Gue kira lo nggak bakal sadar apa kesalahannya. Batin Via sambil memutarkan bola matanya malas.

"Sebaliknya saya pun minta maaf atas kesalahan yang telah saya lakukan pada Anda, maupun pada kalian semua yang ada di sini."

Udah kayak lebaran aja ya wkwk.

Batin Via terkekeh.

Rapat pun di akhiri. Tentu saja semua langsung menuju asramanya masing-masing.

***

Pada rapat maupun latihan pramuka selanjutnya setelah hari perdebatan itu, Dio terus saja membahasnya sampai Via dan teman-temannya bosan. Bahkan author juga bosan. Via yang tadinya sudah memaafkan Dio dengan tulus, rasa benci itu timbul lagi. Ya ampun, Dio memang makhluk yang benar-benar membuat Via tak bisa lagi menahan amarahnya.
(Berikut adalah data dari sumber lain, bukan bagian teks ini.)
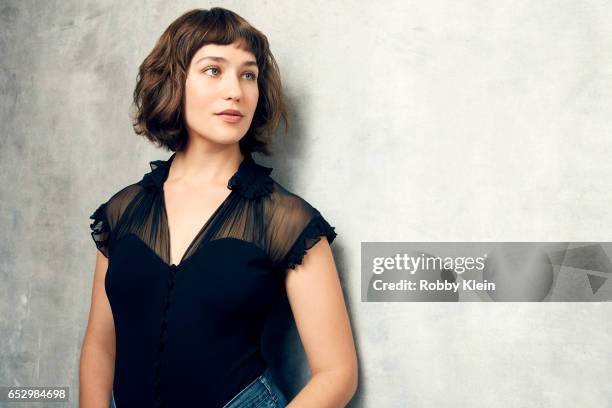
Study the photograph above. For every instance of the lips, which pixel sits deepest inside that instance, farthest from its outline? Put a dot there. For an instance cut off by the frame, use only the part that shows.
(230, 112)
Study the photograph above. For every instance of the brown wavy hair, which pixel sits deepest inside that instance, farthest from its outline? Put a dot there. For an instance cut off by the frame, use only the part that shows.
(160, 83)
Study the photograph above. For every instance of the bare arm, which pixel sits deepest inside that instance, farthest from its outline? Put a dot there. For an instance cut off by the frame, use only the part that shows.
(316, 299)
(97, 366)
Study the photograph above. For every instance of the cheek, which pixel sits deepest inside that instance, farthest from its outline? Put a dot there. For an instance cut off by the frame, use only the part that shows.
(197, 95)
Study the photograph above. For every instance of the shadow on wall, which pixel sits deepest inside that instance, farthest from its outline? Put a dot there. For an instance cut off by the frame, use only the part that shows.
(281, 344)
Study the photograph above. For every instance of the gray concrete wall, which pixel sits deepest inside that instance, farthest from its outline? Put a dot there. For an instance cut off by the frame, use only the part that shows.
(412, 121)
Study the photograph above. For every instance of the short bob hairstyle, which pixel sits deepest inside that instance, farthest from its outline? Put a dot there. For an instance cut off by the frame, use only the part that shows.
(160, 83)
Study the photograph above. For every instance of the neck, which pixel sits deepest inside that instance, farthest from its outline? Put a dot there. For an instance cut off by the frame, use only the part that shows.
(200, 164)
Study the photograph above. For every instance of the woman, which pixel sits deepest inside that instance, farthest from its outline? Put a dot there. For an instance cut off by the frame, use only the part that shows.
(192, 257)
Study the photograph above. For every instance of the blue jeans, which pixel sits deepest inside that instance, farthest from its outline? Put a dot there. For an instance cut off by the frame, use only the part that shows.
(262, 392)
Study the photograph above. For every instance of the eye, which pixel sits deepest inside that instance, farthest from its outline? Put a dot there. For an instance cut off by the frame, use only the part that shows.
(209, 68)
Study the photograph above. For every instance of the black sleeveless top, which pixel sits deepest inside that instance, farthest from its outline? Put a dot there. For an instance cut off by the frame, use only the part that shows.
(188, 335)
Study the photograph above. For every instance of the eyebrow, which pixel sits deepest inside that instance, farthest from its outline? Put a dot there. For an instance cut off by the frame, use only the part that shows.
(221, 59)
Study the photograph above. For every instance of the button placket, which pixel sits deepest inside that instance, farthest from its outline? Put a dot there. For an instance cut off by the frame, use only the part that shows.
(173, 269)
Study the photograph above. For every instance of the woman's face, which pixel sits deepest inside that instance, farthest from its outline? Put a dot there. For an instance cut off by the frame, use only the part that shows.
(220, 78)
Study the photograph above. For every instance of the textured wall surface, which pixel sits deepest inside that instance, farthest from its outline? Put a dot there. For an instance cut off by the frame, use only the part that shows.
(412, 121)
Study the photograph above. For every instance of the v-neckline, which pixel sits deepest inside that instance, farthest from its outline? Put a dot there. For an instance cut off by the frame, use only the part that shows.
(197, 235)
(203, 227)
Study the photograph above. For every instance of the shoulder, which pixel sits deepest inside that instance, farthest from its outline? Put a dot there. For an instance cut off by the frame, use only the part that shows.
(286, 201)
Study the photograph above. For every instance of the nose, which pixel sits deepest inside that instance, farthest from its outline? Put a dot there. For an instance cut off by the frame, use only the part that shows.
(232, 87)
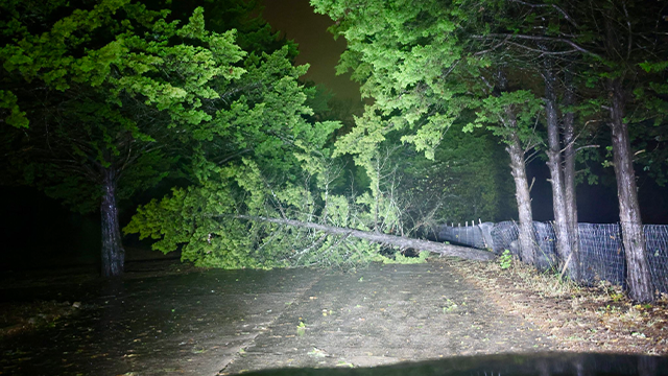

Tadinya Via ingin berbicara empat mata dengan Dio. Tapi Via benar-benar sibuk dengan tugas yang mulai menumpuk. Di tambah lagi akhir-akhir ini Via tak pernah melihat Dio. Akhirnya dia membuat surat lalu menitipkan surat itu pada teman sekamar Dio. Isi suratnya antara lain tentang kemuakkan Via atas apa yang telah Dio lakukan.

***

Hari ini diadakan rapat seperti biasa. Dan seperti biasa juga, Dio lah yang memimpin untuk membicarakan tentang kegiatan yang akan di adakan di luar lingkungan asrama. Setelah rapat ditutup, Via dan sahabatnya bingung. Saling pandang. Seakan tahu apa yang ada di pikiran Via, Nidya berbisik.

"Tumben si mandor nggak nge-flasback-in masalah yang sama lo itu, ya, wkwk," katanya disambung tawa.

"Gue juga bingung Nid, kenapa dia, ya? Kesambet apa? Wkwk."

Tiba-tiba satu suara mengejutkan Via dan Nidya.

"Untuk Alivia jangan dulu meninggalkan ruangan."

"Sudah kuduga." bisik Via dan Nidya berbarengan.

Ya, siapa lagi kalau bukan Dio.

Nidya pun menunggu di sudut depan kelas karena Via yang memintanya. Dio pun membuka percakapan.

"Maaf gue ngomongin masalah kita terus hampir setiap pertemuan pramuka. Tapi itu cuma sekedar jadi bahan pembelajaran bukan maksud nyindir atau apapun."

"Ya kenapa pake masalah itu? Biasanya 'kan lo nggak pake cerita-cerita gitu buat pembelajaran. Gue nggak suka cara lo itu. Lo tuh sama aja kayak nyiletin tangan gue terus lo hansaplasin, tapi hansaplasnya itu lo cabut paksa sampe akhirnya timbul luka baru yang lebih parah!"

"Sekali lagi maaf, Vi, maaf. Gue janji nggak bakal flashback-in soal itu lagi."

"Haha gue nggak perlu janji. Suer, nggak butuh. Gue cuma butuh bukti doang. Udah!" jawab Via dengan penuh penekanan.

"Iya gue pegang kata-kata gue, kok."

"Semoga gue bisa percaya sama lo," Jawab Via sambil menarik tangan Nidya dan berlalu meninggalkan Dio di dalam kelas.

Flashback off.

Yah, begitulah sepenggal pengalaman Via sewaktu SMP.